Als het installatiewerk is uitgevoerd door een hooggekwalificeerde elektricien die moderne normen kent voor het werken met elektrische draden, hoeft u geen toevlucht te nemen tot het gebruik van een indicatieschroevendraaier of een multimeter. Het doel van elke kabelkern wordt ontcijferd door de kleuraanduiding ervan te kennen.

Kleur aardgeleider

Vanaf 01.01.2011 mag de kleur van de aarding (of nulleider) alleen geelgroen zijn. Deze kleurcodering van draden wordt ook waargenomen bij het opstellen van diagrammen waarop dergelijke draden zijn ondertekend met de Latijnse letters PE. De kleuren van een van de aders zijn niet altijd bedoeld voor aarding op kabels - meestal wordt dit gedaan als de kabel drie, vijf of meer aders heeft.

aardingsdraad - geelgroen

Speciale aandacht moet worden besteed aan PEN-draden met gecombineerde "aarde" en "nul". Dit type aansluiting komt nog steeds veel voor in oudere gebouwen, waar de elektrificatie werd uitgevoerd volgens verouderde regelgeving en nog niet is bijgewerkt. Als de kabel volgens de regels werd gelegd, werd de blauwe kleur van de isolatie gebruikt en werd geelgroene cambric op de uiteinden en verbindingen aangebracht. Hoewel, u kunt ook de kleur van de aardingsdraad (nulstelling) precies het tegenovergestelde vinden: geelgroen met blauwe uiteinden.
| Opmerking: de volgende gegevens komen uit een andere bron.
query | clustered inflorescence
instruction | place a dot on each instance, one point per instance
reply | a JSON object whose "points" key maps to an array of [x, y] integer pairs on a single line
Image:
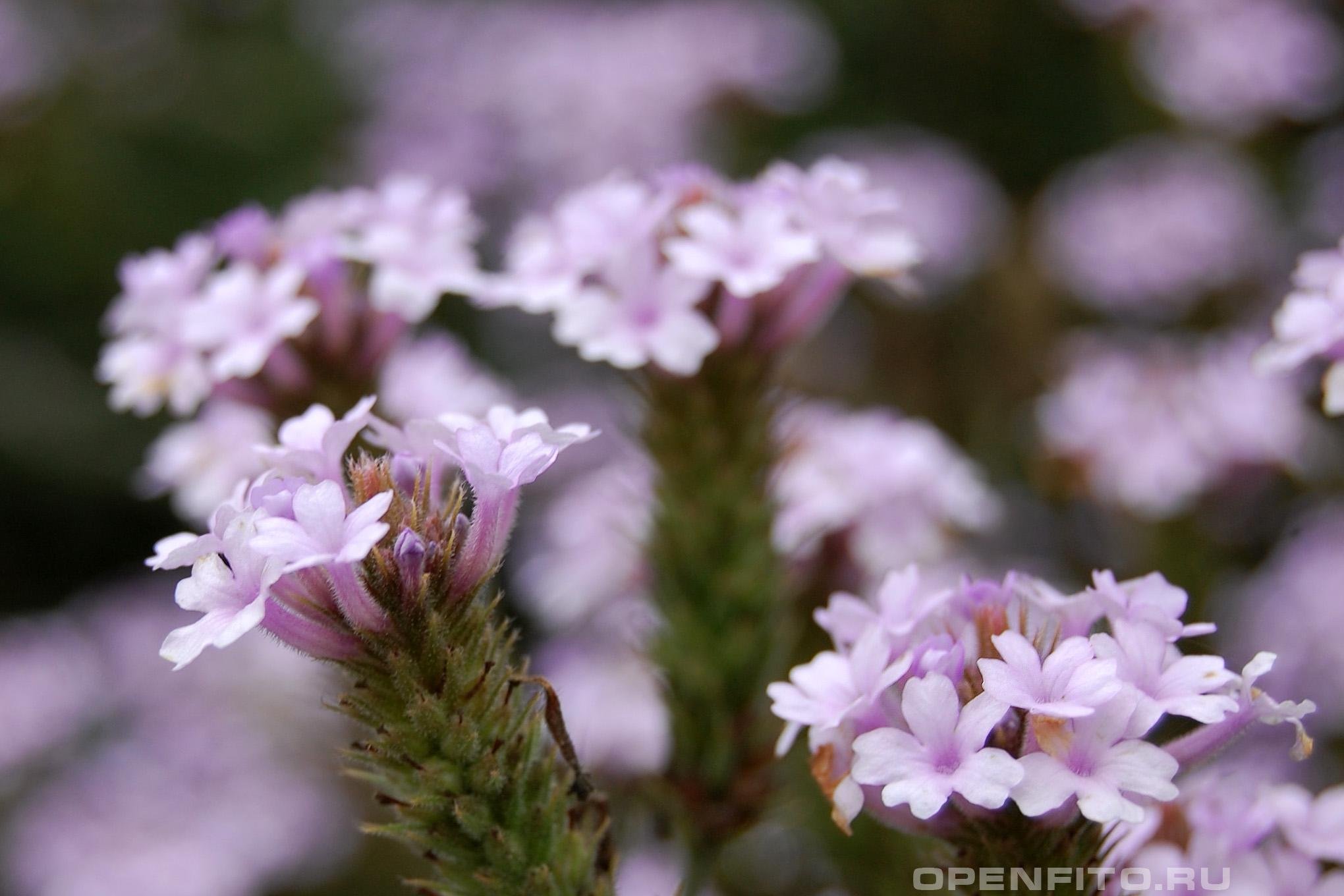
{"points": [[994, 692], [362, 478]]}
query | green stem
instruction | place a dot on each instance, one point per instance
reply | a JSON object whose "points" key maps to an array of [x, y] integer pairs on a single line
{"points": [[719, 588], [461, 752]]}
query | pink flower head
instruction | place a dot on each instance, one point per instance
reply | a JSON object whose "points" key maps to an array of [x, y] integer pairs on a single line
{"points": [[322, 531], [944, 751], [418, 242], [1096, 764], [509, 449], [147, 372], [231, 596], [161, 284], [1070, 681], [1200, 412], [1314, 826], [855, 223], [499, 455], [636, 270], [643, 314], [835, 688], [202, 461], [433, 375], [1151, 601], [750, 252], [314, 443], [899, 607], [1162, 680], [1311, 324], [245, 314]]}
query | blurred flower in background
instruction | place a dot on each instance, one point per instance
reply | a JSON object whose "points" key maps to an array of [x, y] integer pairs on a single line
{"points": [[530, 98], [1292, 605], [1239, 65], [126, 781], [1154, 226], [953, 208], [1320, 184], [1196, 410]]}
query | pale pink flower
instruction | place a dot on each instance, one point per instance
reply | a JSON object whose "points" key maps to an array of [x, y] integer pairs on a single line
{"points": [[147, 372], [231, 597], [322, 531], [499, 455], [1098, 766], [1069, 683], [202, 461], [944, 751], [639, 315], [855, 223], [1314, 825], [1151, 601], [245, 314], [899, 605], [435, 375], [1162, 680], [835, 686], [418, 240], [314, 445], [1311, 324], [750, 252], [161, 284]]}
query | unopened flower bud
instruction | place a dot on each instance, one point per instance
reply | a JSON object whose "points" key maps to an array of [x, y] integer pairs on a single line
{"points": [[410, 553]]}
De aardings- en neutrale geleiders kunnen in dikte verschillen, ze zijn vaak dunner dan fasegeleiders, vooral op kabels die worden gebruikt om draagbare apparaten aan te sluiten.

Beschermende aarding is verplicht bij het leggen van lijnen in residentiële en industriële gebouwen en wordt gereguleerd door de PUE- en GOST 18714-81-normen. De neutrale aardedraad moet zo min mogelijk weerstand hebben, hetzelfde geldt voor de aardlus. Als alle installatiewerkzaamheden correct zijn uitgevoerd, zal aarding een betrouwbare beschermer zijn van het leven en de gezondheid van de mens in het geval van storingen in de elektriciteitsleiding. Daarom is de juiste markering van kabels voor aarding cruciaal en mag aarding helemaal niet worden gebruikt. In alle nieuwe huizen gebeurt de bedrading volgens de nieuwe regels en de oude worden in de wachtrij geplaatst om deze te vervangen.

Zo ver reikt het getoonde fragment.